Telltale signal
Kahng An, a member of the Cofense Intelligence Workforce, stated in an electronic mail interview that there’s a tell-tale signal of this sort of assault: “Normally, digital exhausting drive recordsdata are anticipated to be pretty massive as they’re supposed to be storage volumes for giant quantities of knowledge,” he wrote. Consequently, “notably small digital exhausting drive recordsdata ought to be handled with suspicion as they’re doubtless not getting used appropriately. E-mail sometimes isn’t a very good medium for giant file transfers both, so an hooked up digital exhausting drive file must also be handled with suspicion no matter its dimension.

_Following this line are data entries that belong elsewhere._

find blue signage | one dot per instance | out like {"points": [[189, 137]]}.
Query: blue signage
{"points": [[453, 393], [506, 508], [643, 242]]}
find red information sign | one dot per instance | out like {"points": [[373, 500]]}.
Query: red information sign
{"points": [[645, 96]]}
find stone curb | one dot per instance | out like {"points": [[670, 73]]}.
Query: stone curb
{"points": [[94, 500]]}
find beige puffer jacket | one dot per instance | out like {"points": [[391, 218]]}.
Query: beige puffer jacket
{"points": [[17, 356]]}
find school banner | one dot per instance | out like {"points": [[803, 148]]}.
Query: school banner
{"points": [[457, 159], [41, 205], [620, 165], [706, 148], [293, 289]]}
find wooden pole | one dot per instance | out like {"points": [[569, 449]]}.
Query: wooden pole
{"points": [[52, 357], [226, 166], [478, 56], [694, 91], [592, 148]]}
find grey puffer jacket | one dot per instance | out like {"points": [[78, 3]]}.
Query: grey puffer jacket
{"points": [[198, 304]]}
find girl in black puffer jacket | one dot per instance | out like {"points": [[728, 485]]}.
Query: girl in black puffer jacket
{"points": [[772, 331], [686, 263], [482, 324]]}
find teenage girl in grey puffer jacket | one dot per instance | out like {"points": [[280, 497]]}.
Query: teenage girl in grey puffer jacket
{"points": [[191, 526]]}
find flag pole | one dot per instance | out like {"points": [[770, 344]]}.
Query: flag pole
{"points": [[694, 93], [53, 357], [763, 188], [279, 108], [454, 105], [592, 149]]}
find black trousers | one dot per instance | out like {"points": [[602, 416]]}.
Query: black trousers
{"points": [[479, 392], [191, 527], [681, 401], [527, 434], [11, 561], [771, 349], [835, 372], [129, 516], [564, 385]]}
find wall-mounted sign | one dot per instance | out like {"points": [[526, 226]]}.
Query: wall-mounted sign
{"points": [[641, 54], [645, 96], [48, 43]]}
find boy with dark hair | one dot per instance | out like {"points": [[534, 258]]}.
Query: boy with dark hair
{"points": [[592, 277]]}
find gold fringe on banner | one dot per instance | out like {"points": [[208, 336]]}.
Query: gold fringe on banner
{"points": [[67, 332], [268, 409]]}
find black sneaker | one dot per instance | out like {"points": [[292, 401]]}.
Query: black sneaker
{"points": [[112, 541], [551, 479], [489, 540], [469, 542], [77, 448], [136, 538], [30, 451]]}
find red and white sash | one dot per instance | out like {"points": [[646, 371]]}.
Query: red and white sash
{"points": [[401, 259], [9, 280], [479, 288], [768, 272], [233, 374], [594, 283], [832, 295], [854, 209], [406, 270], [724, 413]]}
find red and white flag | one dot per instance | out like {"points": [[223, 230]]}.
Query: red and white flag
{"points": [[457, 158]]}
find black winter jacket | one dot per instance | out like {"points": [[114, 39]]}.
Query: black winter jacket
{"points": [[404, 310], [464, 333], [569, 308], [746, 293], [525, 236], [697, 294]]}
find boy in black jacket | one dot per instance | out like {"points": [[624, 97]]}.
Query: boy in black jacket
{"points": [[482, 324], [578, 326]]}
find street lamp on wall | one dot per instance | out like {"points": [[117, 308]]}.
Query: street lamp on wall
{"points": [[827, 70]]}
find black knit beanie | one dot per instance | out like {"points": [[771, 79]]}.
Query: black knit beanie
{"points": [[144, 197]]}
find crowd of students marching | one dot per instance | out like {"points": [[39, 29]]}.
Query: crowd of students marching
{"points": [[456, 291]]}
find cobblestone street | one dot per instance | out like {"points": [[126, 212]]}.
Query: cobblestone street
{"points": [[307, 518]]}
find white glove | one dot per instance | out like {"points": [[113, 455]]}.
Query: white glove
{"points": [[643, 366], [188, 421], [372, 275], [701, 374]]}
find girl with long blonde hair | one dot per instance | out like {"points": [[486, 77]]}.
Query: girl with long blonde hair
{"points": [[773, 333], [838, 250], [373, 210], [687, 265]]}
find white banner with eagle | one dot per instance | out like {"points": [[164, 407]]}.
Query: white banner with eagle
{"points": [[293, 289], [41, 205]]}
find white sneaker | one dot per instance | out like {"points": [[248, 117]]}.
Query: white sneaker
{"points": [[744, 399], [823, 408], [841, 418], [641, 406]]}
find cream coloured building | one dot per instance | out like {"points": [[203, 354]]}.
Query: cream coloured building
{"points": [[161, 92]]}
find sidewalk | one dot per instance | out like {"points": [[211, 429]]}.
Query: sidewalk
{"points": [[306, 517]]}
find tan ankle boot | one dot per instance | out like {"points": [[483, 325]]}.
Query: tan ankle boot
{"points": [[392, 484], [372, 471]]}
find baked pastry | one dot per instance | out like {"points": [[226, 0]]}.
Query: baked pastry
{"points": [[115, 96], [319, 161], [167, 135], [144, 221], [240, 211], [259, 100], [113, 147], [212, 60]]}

“From a mitigation standpoint, it could be price eradicating file associations for numerous digital exhausting drive file extensions corresponding to .vhd and .iso from most customers’ workstations. The typical consumer in a company most likely gained’t ever have a official purpose to wish to make use of digital exhausting drive recordsdata, and people who do want entry to them might have file associations restored as wanted.”
Thus far this 12 months, Cofense has seen menace actors use electronic mail campaigns containing digital exhausting drives despatched to a number of of its enterprise prospects. They included emails despatched in Could to workers at an unnamed financial institution with the topic line “2023 Tax supporting Paperwork.”